- 4 Woolworths bockwurst sausages
- 2 t canola oil
- 4 Woolworths hotdog rolls
- For the satay sauce, mix:
- ½ cup coconut milk
- 3 T peanut butter
- 2 T Woolworths Asian Massaman curry paste
- 1 T sriracha sauce
- For the cucumber pickle, mix:
- ½ cucumber, cut into batons
- ½ red onion, thinly sliced
- 2 red salad onions, thinly sliced
- 1 apple cider vinegar
- 2 T maple syrup
Using a sharp knife, cut crosshatches into one side of the bockwurst, then turn over and do the same to the other side, taking care not to cut too deep.
Place a pan over a medium heat and brush with some of the oil. Slowly heat the bockwurst, allowing it to char slightly, then turn over and do the same to the other side. While the sausages are heating, place the rolls, top side down, into the pan to toast slightly.
Make an incision into each roll, ensuring you don’t cut right through to the bottom. Add the slightly charred sausages, then drizzle with the spicy satay sauce. Serve the pickle on the side.

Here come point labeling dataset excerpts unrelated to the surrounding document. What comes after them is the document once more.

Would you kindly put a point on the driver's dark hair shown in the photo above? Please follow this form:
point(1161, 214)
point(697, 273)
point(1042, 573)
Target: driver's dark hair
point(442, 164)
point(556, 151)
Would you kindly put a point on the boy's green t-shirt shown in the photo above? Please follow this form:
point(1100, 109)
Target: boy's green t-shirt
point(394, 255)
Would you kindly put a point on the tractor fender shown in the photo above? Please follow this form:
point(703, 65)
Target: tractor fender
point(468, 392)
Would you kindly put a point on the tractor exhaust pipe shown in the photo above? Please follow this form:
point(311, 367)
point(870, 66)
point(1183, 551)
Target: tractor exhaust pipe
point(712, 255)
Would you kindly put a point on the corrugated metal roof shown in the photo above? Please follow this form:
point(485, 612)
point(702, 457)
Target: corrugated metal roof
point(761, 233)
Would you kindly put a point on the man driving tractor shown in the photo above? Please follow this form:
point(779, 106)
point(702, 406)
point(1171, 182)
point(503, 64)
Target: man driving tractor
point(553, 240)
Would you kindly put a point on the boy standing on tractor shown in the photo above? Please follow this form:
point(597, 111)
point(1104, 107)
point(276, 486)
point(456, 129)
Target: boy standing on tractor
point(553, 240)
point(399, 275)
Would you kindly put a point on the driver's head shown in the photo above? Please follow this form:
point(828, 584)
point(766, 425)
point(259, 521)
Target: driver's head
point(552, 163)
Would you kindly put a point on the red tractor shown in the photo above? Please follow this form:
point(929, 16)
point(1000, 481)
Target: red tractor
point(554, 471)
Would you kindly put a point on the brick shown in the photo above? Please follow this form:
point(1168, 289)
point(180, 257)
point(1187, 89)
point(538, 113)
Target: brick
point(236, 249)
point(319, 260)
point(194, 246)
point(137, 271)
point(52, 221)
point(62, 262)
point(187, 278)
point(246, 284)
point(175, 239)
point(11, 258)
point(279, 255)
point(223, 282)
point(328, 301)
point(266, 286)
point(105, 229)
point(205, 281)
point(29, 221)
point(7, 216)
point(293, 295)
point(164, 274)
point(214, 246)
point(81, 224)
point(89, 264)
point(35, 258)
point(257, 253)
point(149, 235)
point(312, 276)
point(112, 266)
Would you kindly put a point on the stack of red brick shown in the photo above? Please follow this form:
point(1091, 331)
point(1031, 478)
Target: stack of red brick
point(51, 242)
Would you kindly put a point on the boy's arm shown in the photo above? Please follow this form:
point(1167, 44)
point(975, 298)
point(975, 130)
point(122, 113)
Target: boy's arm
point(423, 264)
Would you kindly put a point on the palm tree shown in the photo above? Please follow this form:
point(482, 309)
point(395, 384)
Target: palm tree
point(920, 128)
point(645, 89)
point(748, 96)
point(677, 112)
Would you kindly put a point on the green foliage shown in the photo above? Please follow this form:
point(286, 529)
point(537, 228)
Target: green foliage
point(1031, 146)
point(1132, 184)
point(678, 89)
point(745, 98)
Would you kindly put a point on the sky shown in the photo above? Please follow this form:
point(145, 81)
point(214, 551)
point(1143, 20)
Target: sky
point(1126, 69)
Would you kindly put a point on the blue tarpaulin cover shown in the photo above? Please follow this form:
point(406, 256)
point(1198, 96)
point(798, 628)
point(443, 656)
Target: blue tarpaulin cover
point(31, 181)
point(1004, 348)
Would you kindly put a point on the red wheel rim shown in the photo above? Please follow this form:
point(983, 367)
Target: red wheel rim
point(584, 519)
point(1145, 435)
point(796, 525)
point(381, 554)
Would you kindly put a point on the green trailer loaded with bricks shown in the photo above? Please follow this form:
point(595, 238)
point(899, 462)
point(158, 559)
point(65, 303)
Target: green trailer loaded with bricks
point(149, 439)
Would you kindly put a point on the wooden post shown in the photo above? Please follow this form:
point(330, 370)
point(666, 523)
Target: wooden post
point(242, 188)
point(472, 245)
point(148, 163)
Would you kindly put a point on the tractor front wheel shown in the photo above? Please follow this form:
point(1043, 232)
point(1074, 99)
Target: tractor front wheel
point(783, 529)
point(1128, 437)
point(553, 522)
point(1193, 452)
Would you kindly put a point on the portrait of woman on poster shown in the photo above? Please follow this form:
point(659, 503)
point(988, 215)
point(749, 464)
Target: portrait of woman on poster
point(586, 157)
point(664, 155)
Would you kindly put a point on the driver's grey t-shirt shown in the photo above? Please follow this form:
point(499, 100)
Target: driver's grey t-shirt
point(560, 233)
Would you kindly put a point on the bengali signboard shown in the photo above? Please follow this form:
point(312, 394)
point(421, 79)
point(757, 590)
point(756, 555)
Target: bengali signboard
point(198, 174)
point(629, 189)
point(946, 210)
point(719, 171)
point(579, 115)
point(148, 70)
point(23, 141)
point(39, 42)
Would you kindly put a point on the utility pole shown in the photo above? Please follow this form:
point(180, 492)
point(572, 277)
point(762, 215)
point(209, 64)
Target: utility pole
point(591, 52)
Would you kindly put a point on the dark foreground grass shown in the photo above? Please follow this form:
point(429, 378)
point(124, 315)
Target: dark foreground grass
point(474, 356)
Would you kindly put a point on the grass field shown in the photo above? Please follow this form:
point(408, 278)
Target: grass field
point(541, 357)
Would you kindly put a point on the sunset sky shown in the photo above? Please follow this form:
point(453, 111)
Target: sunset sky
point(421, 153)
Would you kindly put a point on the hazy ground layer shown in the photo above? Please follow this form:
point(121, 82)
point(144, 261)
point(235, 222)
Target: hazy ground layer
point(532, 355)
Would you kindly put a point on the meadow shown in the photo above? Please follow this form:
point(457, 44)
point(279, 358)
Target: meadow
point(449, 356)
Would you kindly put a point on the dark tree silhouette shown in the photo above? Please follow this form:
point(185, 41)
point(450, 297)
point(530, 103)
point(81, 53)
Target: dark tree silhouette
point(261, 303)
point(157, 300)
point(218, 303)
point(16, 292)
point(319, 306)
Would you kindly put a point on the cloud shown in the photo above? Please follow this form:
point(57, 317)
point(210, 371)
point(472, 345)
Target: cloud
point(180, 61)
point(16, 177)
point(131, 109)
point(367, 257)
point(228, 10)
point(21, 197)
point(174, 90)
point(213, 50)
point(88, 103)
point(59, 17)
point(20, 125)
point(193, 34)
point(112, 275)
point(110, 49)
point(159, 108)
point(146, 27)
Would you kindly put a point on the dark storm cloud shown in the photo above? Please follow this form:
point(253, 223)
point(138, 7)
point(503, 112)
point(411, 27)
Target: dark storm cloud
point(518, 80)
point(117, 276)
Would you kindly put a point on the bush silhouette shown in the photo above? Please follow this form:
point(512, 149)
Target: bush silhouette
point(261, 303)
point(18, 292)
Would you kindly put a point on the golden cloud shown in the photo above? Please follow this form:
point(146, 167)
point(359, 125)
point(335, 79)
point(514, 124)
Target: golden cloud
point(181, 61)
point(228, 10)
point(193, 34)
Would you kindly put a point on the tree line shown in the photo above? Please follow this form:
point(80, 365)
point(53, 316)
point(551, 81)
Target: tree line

Chef's note: The Rooster Dog as Clarke's Bar and Dining Room on Cape Town's Bree Street is legendary. Here's our quick-and-easy version for you to make in minutes.
Instead of the kimchi used in the Clarke’s version, we’ve made a quick cucumber pickle you’re going to love for its sharp tanginess. We’ve also combined the sriracha and toasted peanut fl avours into a punchy satay sauce.
Why is it called a rooster dog? A brand of sriracha sauce sold in the United States is sometimes called "rooster sauce" because of the image of a rooster on the bottle.